The whole ironic point of the novel and the film, as I see it, and why it called a tango, with the chapters ascending from I to VI in the first part, and then numbered in reverse sequence, from VI to I, in the second part, shows that while they are in another location, they are, in terms of their freedom and independence, right back where they started, minus the cash that they stupidly turned over to Irimias. In the German translation the final chapter is entitled “The Circle is Closed.”
This circular pattern extends even to the narration of the novel itself. The last two pages of the novel repeat the first two pages verbatim.

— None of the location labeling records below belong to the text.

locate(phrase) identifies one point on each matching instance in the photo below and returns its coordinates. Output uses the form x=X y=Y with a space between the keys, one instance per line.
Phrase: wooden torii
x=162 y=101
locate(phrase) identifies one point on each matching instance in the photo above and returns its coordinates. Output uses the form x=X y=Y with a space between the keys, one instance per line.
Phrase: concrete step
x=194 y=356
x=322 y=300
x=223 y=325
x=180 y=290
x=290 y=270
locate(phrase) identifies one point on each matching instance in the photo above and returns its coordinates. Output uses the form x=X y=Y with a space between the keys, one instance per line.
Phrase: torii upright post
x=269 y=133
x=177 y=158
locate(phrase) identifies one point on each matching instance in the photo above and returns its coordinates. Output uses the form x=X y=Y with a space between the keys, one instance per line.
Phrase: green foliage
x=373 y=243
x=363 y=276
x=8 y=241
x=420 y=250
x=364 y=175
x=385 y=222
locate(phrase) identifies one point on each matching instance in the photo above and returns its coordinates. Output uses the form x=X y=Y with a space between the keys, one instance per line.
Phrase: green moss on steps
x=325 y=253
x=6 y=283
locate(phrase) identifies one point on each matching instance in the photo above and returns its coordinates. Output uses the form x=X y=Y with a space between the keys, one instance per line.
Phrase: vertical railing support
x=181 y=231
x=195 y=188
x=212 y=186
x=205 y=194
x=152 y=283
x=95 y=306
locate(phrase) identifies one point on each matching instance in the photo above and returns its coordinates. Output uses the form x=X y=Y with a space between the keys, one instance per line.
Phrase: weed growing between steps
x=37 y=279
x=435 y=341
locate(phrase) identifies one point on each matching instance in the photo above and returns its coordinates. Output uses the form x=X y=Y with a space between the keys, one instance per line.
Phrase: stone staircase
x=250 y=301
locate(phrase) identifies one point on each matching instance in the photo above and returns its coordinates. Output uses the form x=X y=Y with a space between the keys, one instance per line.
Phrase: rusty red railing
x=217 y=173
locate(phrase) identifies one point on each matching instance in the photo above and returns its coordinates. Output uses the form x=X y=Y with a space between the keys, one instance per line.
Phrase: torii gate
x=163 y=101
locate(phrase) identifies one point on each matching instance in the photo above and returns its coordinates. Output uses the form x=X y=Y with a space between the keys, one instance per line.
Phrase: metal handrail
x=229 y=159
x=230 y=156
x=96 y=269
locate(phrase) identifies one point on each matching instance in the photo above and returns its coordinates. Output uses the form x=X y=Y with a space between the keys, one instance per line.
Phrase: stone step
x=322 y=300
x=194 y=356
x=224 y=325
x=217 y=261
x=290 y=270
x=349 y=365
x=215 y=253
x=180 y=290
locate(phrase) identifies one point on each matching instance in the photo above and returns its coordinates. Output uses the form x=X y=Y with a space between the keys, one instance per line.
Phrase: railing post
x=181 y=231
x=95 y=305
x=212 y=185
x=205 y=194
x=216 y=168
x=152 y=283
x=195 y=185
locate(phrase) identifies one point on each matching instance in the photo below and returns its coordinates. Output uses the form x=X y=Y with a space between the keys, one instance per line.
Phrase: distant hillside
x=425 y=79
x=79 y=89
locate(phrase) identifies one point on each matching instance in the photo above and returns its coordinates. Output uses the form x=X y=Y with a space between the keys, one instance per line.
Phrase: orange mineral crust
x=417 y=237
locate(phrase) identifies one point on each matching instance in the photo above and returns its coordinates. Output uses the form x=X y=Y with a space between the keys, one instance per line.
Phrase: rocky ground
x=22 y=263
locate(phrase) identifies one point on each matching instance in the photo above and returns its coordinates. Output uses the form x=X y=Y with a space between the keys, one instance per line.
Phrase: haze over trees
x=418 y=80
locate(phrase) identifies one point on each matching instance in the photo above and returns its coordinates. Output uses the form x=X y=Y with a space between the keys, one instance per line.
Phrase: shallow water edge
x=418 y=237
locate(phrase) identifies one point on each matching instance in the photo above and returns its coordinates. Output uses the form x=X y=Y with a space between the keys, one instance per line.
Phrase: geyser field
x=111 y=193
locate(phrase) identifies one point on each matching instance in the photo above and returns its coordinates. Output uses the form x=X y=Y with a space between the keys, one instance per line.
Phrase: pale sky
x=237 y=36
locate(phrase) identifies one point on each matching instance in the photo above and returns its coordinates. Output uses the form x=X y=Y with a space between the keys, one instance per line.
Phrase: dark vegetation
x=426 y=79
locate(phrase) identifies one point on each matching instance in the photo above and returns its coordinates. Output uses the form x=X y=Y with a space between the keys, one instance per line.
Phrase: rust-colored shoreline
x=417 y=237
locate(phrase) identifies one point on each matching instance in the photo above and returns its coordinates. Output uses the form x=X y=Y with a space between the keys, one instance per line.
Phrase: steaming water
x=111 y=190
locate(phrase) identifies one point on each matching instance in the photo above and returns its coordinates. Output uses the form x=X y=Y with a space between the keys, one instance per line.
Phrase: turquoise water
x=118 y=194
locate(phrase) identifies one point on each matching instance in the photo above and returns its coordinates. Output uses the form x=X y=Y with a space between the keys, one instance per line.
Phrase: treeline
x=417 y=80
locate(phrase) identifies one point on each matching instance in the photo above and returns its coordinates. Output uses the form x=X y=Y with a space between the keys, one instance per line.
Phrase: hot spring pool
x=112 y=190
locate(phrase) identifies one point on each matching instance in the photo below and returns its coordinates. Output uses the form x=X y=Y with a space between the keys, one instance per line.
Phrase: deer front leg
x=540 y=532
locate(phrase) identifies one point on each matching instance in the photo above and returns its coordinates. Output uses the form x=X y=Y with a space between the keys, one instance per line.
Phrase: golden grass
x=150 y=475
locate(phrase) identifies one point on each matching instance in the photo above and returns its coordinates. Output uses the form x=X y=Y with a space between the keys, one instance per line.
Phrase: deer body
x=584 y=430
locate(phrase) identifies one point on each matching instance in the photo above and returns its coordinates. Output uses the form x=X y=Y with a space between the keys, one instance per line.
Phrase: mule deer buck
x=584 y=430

They are being written by the doctor; he is the author of the story we have read. This conclusion of the "tango" was not evident to me in the film. There is nothing to indicate that the doctor is a police informer. He is "the intellectual", the "historian" in the community. Nothing in the book suggests that his meticulously kept diary, full of details, is intended for the police. He has been suspended from medical practice. His diary, we are told, is his effort to preserve his memories, it is a bulwark against a world where everything is in a state of moral and physical disintegration and decay.
Both Tarr and Krasznahorkai have made clear that their work is not just about or even primarily about Hungary. It's above all a fable about human gullibility and manipulability, our desperate need to believe in utopian visions. Irimias’s tactic is to appeal to a dream of a collective enterprise, not an individualistic capitalist one. The seductive eloquence of his brilliantly manipulative speech show him to have the makings of a masterful politician--or dictator. While reading the book I couldn't help but see parallels with the political situation in the United States (although the Republicans, thankfully, have no one with Irimias's silver tongue, but with such a gullible electorate they may not need that!). If the Republicans regain control of the Presidency and the Senate and keep the House, however, it will be Satantango indeed! Truly a novel and film for our times!